Transcribing phone calls – why that is the easy bit!

transcribing phone calls

When computer scientists began researching automatic speech recognition (ASR) in the 1980s, the aim of transcribing telephone calls was well down their list of priorities. For one thing the audio quality of phone calls was, by today’s standards, awful and for another, general-purpose computers typically had 1/1000 the horsepower of even a mobile phone of today. 

It was difficult enough trying to get machines to recognise human speech from a high-quality microphone. Using a cheap microphone over a noisy network with a deliberately limited bandwidth, the task became unthinkable. The assumption that if a human can understand it, then a machine should be capable too, ignored the masses of contextual information – ie the background to the conversation, knowledge of the speaker, grammar, etc – that the human uses when recognising speech.

However, things have moved on. Not only is the fidelity of calls now much higher and the capacity of computers much greater but so-called “artificial intelligence” algorithms have developed massively.

High-quality, multiple speaker, continuous speech recognition services are now routinely available via more than a dozen Internet services. The advent of high-speed internet allows clients to digitise speech and send it via the internet to powerful remote computers dedicated to the task of speech recognition, then receive back the transcribed speech almost as quickly as the words are said. And these computers are running algorithms that represent hundreds of man/years of work.

With such a rich source of speech recognition services, no company that wants to use human speech as an input or control mechanism would dream of writing their own code. What is the point when such a facility costs as little as £3 per hour? Try getting a human to transcribe an hour of speech for that!

So, the recognition of speech has become the easy bit. What is far more difficult – at least so far as telephone calls are concerned – is actually obtaining the speech to be recognised. 

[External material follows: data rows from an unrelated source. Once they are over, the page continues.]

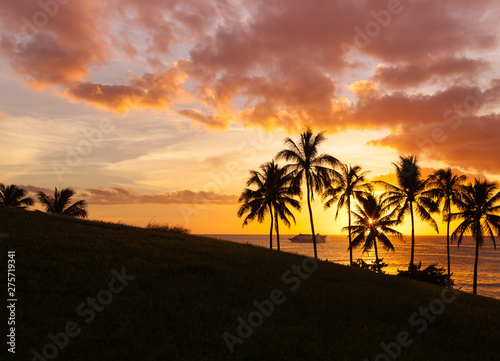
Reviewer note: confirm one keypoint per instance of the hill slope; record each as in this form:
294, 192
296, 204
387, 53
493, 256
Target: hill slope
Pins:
189, 291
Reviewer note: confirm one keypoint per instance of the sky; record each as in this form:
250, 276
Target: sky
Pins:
157, 109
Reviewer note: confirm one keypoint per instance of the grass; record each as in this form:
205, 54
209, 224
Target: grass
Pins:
189, 290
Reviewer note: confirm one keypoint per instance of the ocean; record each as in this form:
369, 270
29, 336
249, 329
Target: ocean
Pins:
428, 249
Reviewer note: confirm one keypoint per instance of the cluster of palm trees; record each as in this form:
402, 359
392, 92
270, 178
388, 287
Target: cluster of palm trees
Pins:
375, 214
13, 196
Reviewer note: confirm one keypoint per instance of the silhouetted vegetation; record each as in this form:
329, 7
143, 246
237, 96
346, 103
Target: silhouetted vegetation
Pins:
60, 202
274, 194
347, 184
189, 290
410, 196
306, 164
478, 205
167, 228
376, 266
445, 187
14, 197
372, 222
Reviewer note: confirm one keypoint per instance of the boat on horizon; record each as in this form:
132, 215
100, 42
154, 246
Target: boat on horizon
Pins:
307, 238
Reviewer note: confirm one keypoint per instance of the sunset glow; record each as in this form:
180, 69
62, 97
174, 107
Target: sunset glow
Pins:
158, 110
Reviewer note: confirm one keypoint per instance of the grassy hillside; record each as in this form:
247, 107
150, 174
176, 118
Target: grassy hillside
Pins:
188, 291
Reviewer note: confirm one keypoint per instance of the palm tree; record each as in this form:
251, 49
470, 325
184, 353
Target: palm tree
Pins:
273, 194
410, 197
307, 164
58, 204
446, 189
13, 196
372, 222
348, 183
478, 209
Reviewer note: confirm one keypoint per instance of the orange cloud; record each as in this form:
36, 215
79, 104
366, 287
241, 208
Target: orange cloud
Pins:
120, 195
207, 120
470, 144
117, 195
442, 67
152, 90
363, 87
54, 45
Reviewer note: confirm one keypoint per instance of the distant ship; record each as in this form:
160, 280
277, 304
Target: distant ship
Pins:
307, 238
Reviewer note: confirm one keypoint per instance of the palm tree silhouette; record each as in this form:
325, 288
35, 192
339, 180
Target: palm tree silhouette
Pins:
307, 164
348, 183
446, 189
410, 197
372, 222
58, 203
273, 194
13, 196
478, 209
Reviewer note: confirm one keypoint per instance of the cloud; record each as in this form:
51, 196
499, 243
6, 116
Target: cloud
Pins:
117, 195
363, 87
442, 67
262, 63
152, 90
471, 145
54, 45
120, 195
208, 120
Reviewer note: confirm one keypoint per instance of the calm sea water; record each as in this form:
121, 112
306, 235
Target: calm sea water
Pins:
428, 249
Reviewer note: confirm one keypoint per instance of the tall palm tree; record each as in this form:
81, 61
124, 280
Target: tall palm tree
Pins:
372, 222
306, 163
478, 209
273, 194
348, 183
59, 203
13, 196
410, 197
446, 188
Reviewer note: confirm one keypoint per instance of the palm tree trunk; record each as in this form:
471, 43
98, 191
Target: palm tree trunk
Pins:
412, 237
474, 285
448, 243
271, 232
349, 212
311, 218
277, 229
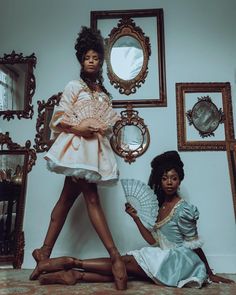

If you told the average business user that to transcribe a call, all they needed to do was obtain a digital file containing the call, then upload it to the ASR service, then download the transcription, you would immediately reduce the available market enormously. Leave aside setting up the ASR account, paying for the transcription, the knowledge you need to extract a digitised call from a commercial telephone system is beyond the capability and time available to most. And then when you have transcribed the call, what do you do with it? It’s no good leaving it in a file on your desktop. How will you ever find it again?

But even these problems pale into insignificance in a commercial telephone system where a call may be taken by one employee then passed on to one or more other employees. How do you track who is involved and which people the call segment relates to?

These are the issues that Threads was designed to address. Threads collects calls transparently and despatches them to the best ASR service available at the time. When the result is received it is loaded into a database that can easily be searched by any authorised employee. What is more, the call gains new relevance when seen in the context of emails.

We take for granted our ability to search our emails, yet the ability to search and locate our phone calls is something we never expect. Not unless we use Threads.